Slash commands (/notes, /tasks, /reminders) bypass the agent entirely and query storage directly. They're fast, deterministic, and don't consume LLM tokens.

sequenceDiagram
    participant You
    participant TG as Telegram
    participant H as Command Handler
    participant S as Storage

    You->>TG: /tasks
    TG->>H: CommandHandler("tasks")
    H->>H: Check allowlist
    H->>S: list_tasks(status="todo")
    S-->>H: list[Task]
    H->>TG: Formatted task list (Markdown)
Command Storage call Returns
/notes get_notes() 5 most recent notes
/tasks list_tasks(status="todo") All pending tasks
/reminders list_reminders() All pending reminders
/readlater delegates to handle_message Runs list_read_later via agent
/briefing delegates to handle_message Runs the morning briefing prompt on demand
/start, /help none Static help text

Voice Reply Trigger (Text Messages)

Text messages that contain specific phrases cause Kwasi to reply with a voice note instead of text, provided the response is ≤500 words. This works even though the input is typed text, not a voice message.

Trigger phrases (case-insensitive, word-boundary matched):

Phrase pattern Examples
tell me "tell me the weather today"
read me / read that / read this / read it (out) "read me that article", "read it out"
say that / say it "say that again"
speak (to me) "speak to me", "speak"
flowchart TD
    A[Text message arrives] --> B{_VOICE_TRIGGER_RE\nmatches phrase?}
    B -- No --> C[Normal text reply\n_to_telegram_md + edit flow]
    B -- Yes --> D{Response ≤ 500 words\nAND TTS_VOICE set?}
    D -- No --> C
    D -- Yes --> E[synthesize_speech via edge-tts]
    E --> F{Audio generated?}
    F -- No, exception --> C
    F -- Yes --> G[Delete placeholder message]
    G --> H[reply_voice with audio_bytes]

If TTS synthesis fails for any reason, it falls back silently to the normal text response. The voice reply trigger only applies to Telegram text messages — voice input, WhatsApp, and CLI are unaffected.

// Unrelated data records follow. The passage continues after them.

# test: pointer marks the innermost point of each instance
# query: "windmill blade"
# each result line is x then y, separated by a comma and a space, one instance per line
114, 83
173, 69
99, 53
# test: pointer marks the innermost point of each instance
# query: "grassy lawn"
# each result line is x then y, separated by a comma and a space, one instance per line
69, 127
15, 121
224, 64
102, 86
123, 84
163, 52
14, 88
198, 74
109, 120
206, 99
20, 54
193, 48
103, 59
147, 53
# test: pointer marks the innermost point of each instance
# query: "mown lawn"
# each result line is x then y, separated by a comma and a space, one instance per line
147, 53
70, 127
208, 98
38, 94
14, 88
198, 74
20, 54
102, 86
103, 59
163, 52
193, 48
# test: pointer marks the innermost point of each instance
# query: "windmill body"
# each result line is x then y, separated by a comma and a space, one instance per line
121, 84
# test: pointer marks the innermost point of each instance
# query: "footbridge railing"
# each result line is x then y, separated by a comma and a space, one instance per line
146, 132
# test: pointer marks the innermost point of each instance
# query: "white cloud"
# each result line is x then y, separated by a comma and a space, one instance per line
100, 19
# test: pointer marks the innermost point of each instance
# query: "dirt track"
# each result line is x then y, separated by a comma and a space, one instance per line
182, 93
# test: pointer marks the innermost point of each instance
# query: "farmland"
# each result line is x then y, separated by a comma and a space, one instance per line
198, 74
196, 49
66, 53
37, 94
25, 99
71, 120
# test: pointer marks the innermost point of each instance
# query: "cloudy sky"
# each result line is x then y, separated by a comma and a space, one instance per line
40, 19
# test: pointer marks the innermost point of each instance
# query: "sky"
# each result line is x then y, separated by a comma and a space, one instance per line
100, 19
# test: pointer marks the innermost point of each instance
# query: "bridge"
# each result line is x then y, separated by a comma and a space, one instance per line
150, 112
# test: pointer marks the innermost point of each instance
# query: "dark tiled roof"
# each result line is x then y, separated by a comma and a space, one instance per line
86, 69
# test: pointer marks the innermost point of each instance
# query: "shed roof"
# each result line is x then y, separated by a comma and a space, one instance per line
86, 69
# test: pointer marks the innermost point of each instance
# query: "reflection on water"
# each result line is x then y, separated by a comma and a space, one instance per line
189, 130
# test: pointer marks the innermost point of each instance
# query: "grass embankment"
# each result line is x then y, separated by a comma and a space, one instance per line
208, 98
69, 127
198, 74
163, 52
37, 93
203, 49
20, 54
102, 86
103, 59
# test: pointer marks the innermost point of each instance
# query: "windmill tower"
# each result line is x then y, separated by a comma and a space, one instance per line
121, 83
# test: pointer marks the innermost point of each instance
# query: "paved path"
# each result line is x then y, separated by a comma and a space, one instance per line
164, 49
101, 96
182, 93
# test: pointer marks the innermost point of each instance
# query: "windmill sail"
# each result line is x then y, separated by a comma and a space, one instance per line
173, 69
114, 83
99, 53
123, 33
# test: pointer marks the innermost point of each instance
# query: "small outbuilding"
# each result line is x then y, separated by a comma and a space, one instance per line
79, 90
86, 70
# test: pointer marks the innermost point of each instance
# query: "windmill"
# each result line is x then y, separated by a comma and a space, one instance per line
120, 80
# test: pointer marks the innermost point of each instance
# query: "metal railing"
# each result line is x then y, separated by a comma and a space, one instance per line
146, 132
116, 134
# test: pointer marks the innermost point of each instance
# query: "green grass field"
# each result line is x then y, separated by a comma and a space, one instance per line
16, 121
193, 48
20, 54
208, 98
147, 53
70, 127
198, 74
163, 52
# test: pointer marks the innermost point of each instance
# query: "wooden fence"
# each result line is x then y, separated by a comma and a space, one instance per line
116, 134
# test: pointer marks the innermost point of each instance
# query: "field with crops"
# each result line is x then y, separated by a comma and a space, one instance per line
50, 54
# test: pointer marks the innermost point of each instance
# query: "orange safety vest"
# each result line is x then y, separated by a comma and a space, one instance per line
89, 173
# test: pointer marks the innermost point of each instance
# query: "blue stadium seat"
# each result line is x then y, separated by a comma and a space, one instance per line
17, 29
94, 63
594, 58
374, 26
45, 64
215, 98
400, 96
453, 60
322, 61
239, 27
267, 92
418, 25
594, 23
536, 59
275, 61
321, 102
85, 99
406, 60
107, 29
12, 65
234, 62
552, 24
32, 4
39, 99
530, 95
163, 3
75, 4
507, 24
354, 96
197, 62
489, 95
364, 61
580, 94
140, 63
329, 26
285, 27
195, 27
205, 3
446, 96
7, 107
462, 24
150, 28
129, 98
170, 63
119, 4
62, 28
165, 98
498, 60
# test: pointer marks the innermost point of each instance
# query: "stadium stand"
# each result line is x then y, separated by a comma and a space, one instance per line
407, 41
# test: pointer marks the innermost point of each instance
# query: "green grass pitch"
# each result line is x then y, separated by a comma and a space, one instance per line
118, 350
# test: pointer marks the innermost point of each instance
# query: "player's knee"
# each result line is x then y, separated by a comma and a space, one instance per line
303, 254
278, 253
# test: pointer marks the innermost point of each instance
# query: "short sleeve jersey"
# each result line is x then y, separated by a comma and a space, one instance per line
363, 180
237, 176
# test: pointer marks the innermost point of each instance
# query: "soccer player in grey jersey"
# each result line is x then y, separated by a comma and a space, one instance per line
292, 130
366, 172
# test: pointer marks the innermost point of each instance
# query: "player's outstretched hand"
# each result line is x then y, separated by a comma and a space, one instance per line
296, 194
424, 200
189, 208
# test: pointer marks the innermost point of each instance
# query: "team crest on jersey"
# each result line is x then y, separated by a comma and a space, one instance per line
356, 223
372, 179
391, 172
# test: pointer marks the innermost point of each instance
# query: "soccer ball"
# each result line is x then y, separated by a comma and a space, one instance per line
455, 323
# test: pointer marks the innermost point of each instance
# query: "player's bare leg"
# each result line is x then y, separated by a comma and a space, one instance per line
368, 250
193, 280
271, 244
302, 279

External API Message (POST /message)

For Android HTTP Shortcuts and other external clients. Requires API_TOKEN and BRIEFING_CHAT_ID.

flowchart TD
    A[POST /message] --> B{X-API-Token\nvalid?}
    B -- No --> B1[401 Unauthorized]
    B -- Yes --> C{Body type?}
    C -- multipart/form-data --> D[Read text field\nRead file field if present]
    C -- application/json --> E[Parse text\nDecode image_b64 if present]
    D --> F{Image provided?}
    E --> F
    F -- Yes --> G[analyze_image via Gemini Vision\nResult prepended to user_message]
    F -- No --> H[user_message = text]
    G --> H
    H --> I[Load last 10 interactions\nusing briefing_chat_id as user_id]
    I --> J[classify_intent → select_agent]
    J --> K[Inject read-later context]
    K --> L[agent.run with message_history]
    L --> M[log_interaction\nuser_id = briefing_chat_id]
    M --> N[Send response to Telegram\nsplit at 4096 chars]
    N --> O[Return JSON\n{response, status: ok}]

Key design decisions: - user_id is set to BRIEFING_CHAT_ID — the same ID used by the Telegram bot. This means Android shares and Telegram messages share the same conversation history and context window. - Images are analysed via Gemini Vision before being passed to the agent — the agent sees the analysis text, not raw bytes. - The response is always delivered to Telegram. The JSON response body also contains the full response text for use in HTTP Shortcuts toasts or Tasker variables. - The approval gate is bypassed for consequential actions — interface is set to "api", which is not "telegram", so approval-gated tools execute immediately (same as CLI and briefing contexts).